The day of the announcement had the Upper Fourth stirred into a fever – or that might just have been the after-effects of a new package of “Native Herbs” received from the Amazon from the doting uncle of “Chemical” Alice Trubshaw.

    “Six to four the favourite, Clarington-Ndogo,” came the cry of the junior bookmakers from the School Mathematics Society, as they wiped off the odds from the previous day’s First-year Classical Greek Pankration contests. “Five to one Parkesson, seven to one DuQuesne, eleven to one Fanshaw. All bets closed at noon!”

    “Twenty bob on Parkesson,” Masie pushed through the crowd waving a pair of ten-shilling notes that were warily scrutinised, and grinned as the odds changed. “Beryl – I hope you know what you’re doing!”

    “Oh, believe me,” Beryl murmured, her eyes bright as the bell rang and the betting closed “I’ve far more riding on this than you have.”

    Just then the elderly Headmistress came into the room, deferentially escorting an exotic girl whose boater cap had the skull, crossbones and single finger-bone insignia of a Lower Fourth-former. Long, elegantly curving horns jutted from a mane of lustrous golden head-fur; her brow was tall and noble as her Pedigree proclaimed, and despite having no feline ancestry her eyes were the true cat-green.

    Everyone knew her. Fu Lao-yu, third daughter of a famous Oriental doctor and leader of international reputation, not to mention Interpol reputation. The Ky-rin had first arrived at Saint T’s with a bodyguard of five Burmese dacoits, holy stranglers who had lived in the nearby village for a term until Fu had sent them home as unnecessary. Beryl still wore a pretty yellow silk scarf one of them had given her for services rendered.

    “Ladies, I have an announcement,” the lupine Headmistress beamed at the class through pince-nez perched precariously on her muzzle. “Having been top of her class all term, Fu Minor is moving up early from the Lower Fourth to join you. As she starts as a full member of your class today, it’s only fair she shall have all the opportunities and challenges the rest of you enjoy. Does anyone wish to nominate her for Head Girl? I’m certain she’ll take a very personal interest in your health and welfare, if elected.”

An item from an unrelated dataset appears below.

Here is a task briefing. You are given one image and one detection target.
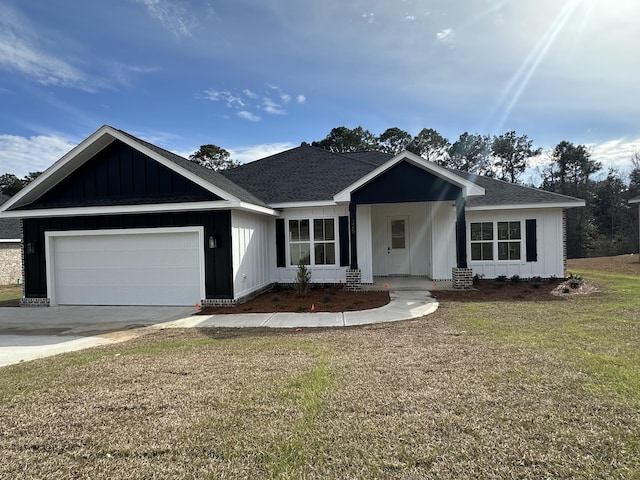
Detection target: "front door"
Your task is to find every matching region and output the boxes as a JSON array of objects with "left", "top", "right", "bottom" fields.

    Every paw in the room went up, despite various anguished moans. There was no point in becoming Head Girl if you didn’t live to enjoy it.


“So … you all lost, after all that violence and aggravation?” Amelia Bourne-Phipps stared at the older Beryl in blank amazement. “You wasted all your money? That’s very salutary, but it’s not your usual kind of story, Beryl.”

    “Yeah. Ya gotta have an angle on it somewheres,” Molly Procyk agreed, splitting a shed tail-fur hair to test the bayonet’s edge.

    Beryl’s whiskers twitched. “Oh. Did I forget to mention I’d bet against everyone? And using proxies and cut-outs, against myself ? You see, I knew who was going to be joining our class, and they didn’t. I scooped the whole betting pot.”

    “But … but … you encouraged everyone, even your friends to bet, knowing they were going to lose?” Amelia’s ears were right down, horrified. “Beryl! I thought you said this was a moral story!”

    “I said it had a moral, and it has.” Beryl reclined, and winked. “Never – ever – give a sucker an even break.”